Thursday, July 09, 2015
The Girl On The Train
The story has three female narrators, Rachel, Megan and Anna, whose lives intersect under tragic circumstances.
Rachel is 'the girl on the train'. She is an overweight, heartbreakingly lonely alcoholic whose marriage has ended; she has been dismissed from her job for drinking. She rides the train from the suburbs into London each day, maintaining the charade that she still has a job to go to. The train passes by her old neighbourhood and her matrimonial home where her ex-husband lives with his new wife and their baby. Rather than focusing on her own lost life she stares at a neighbouring house inhabited by a young couple. She fabricates identities for them - Jess and Jason - and imagines their perfect life.
'Jess' is actually Megan who disappears from her seemingly happy home. Rachel, feeling she knows the couple (although she doesn't) insinuates herself into the subsequent police investigation and the life of Megan's husband, Scott. Doing so raises the ire of her ex and his wife who do not wish to see her weaving drunkenly around their neighbourhood.
Anna is the wife of Tom, the ex-husband who Rachel still loves. Anna is sick and tired of Rachel's inebriated phone calls to their home and fears that she may be disturbed enough to harm their baby girl.
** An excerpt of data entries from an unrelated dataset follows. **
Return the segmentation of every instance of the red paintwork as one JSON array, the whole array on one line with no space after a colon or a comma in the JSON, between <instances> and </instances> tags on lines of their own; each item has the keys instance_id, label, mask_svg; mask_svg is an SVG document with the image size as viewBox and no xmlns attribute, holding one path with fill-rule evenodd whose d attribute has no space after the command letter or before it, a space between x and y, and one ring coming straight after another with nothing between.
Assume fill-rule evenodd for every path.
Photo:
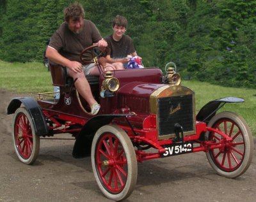
<instances>
[{"instance_id":1,"label":"red paintwork","mask_svg":"<svg viewBox=\"0 0 256 202\"><path fill-rule=\"evenodd\" d=\"M154 91L166 85L161 83L163 76L161 71L156 68L121 70L116 71L114 76L120 81L120 89L113 97L102 98L99 96L101 83L104 79L102 76L100 76L99 86L92 87L93 94L101 105L99 114L136 112L136 116L127 117L132 124L133 129L124 117L115 119L113 124L123 129L135 145L150 145L156 149L152 153L136 150L138 161L160 157L161 154L166 151L164 146L174 143L172 139L158 140L156 116L150 113L149 96ZM70 133L76 136L93 117L81 110L75 90L71 92L67 89L65 90L62 89L58 103L53 104L45 101L38 101L38 103L45 117L54 124L49 126L50 134ZM68 95L72 99L70 105L64 102L64 97ZM129 106L127 103L129 103ZM79 127L74 129L72 126ZM208 152L211 149L223 147L223 144L220 143L199 140L200 134L207 131L220 134L225 143L232 141L232 138L223 133L207 127L204 122L196 122L196 133L184 138L184 141L193 141L198 143L199 146L194 148L193 152Z\"/></svg>"}]
</instances>

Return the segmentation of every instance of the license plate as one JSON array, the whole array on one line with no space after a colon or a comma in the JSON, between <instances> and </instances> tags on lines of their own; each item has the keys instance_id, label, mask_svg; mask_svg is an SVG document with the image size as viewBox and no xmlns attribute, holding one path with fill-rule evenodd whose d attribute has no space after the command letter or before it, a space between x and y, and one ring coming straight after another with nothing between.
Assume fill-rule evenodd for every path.
<instances>
[{"instance_id":1,"label":"license plate","mask_svg":"<svg viewBox=\"0 0 256 202\"><path fill-rule=\"evenodd\" d=\"M191 142L177 143L163 147L166 152L161 154L162 158L168 156L175 155L193 152L193 143Z\"/></svg>"}]
</instances>

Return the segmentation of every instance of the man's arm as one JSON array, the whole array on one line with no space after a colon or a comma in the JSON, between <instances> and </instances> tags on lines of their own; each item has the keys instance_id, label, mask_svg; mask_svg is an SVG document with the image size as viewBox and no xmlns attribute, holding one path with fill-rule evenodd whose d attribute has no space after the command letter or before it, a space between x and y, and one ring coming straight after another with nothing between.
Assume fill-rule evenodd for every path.
<instances>
[{"instance_id":1,"label":"man's arm","mask_svg":"<svg viewBox=\"0 0 256 202\"><path fill-rule=\"evenodd\" d=\"M50 61L65 67L67 67L76 73L81 72L82 71L82 64L80 62L70 61L60 54L56 49L51 47L47 47L45 52L45 56Z\"/></svg>"}]
</instances>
Each and every character in this story is flawed and unlikeable and I figured out whodunit about half way through but that didn't interfere with my enjoyment at all because the story is so well-executed. The book is enormously popular and has been compared to Gillian Flynn's Gone Girl but I thought The Girl On The Train was more plausible because it didn't involve a complicated coverup.